Given that it is possible to monitor when changes occur to the preservation archive, it is not necessary to run continual sweeps of the content held in the archive to assess whether a preservation action is needed or not. Most actions that result from a preservation policy choice can be pre-assigned to an item when it iundergoes a change of state (creation, modification, deletion, extension)
These decisions for actions (and also the auditable record of them occurring) are recorded inside the object itself and in a bid to reuse a standard rather than reinvent, this serialisation uses the iCal standard. iCal already has a proven capability to mark and schedule events and even handle reoccurring events, and to attach arbitrary information to these individual events.
For the archive to self-describe and be preservable for the longer term, it is necessary for the actions taken to be archivable in some way too. A human-readable description of the action, alongside a best-effort attempt to describe this in machine-readable terms should be archived and referenced by any event that is an instance of that action. ('best-effort' due to the underwhelming nature of the current semantics and schemas for describe these preservation processes)

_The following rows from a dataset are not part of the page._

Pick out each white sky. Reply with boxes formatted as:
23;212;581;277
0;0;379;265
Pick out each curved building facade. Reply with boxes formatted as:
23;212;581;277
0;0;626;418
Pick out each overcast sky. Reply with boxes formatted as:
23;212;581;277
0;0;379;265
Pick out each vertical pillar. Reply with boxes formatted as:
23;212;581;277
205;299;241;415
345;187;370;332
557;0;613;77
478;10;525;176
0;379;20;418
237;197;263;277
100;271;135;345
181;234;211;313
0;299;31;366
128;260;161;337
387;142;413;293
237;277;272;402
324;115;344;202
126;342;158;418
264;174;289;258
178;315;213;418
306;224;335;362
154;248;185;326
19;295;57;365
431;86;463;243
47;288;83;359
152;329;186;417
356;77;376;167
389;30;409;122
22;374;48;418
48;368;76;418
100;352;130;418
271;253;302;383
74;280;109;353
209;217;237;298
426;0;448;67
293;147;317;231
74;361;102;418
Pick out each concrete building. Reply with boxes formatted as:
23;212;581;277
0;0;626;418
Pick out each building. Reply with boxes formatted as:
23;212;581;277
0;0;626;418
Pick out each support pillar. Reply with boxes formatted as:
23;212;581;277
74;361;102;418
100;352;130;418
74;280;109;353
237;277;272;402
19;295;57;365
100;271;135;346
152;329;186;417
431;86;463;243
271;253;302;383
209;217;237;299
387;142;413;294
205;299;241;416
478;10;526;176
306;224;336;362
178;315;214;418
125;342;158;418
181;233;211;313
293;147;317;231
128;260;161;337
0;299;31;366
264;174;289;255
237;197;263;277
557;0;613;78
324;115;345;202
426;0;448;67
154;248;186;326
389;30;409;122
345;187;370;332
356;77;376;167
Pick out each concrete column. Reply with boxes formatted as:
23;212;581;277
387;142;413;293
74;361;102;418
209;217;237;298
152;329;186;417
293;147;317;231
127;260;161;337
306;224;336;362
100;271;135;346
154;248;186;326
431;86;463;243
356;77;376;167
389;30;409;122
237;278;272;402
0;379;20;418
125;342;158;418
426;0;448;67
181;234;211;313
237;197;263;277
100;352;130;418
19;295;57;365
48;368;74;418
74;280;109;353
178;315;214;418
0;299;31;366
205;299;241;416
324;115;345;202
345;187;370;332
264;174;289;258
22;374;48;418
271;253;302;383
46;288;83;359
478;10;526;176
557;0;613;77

In the Oxford system, an iCal calendar implementation called Darwin Calendar server was initially used to provide a queriable index of the preservation actions, along with a report of what events needed to be queued to be performed on a given day. These actions are queued in the short-term job queues (technically, being held in persistent AMQP queues) for later processing. However, the various iCal server implementations were not lightweight nor stable enough to be easily reused so from this point on, simple indexes are created as needed and retained from the serialised iCal to be used in its stead.
Preservation actions such as scanning (virii, file-format, etc) are not the only systems to benefit from monitoring the state of an item. Text- and data-mining and analysis, indexing for search indices, dissemination copy production, and so on are all actions that can be driven and kept in line with the content in this way. For example, it is likely that the indices will be altered or benefit from refreshing on a periodic basis and the event of last-indexing can be included in this iCal file as a VJOURNAL event.
NB no effort has been made to intertwine the iCal-serialised information with the packaging standard used, as this is heavily expected to both take considerable time and effort, and also severely limit our ability to reuse or migrate content from this packaging standard to a later, newer format. It is being stored as a separate Fedora datastream within the same object it describes, and is registered to be an iCal file containing preservation event information using information stored in the internal RDF manifest.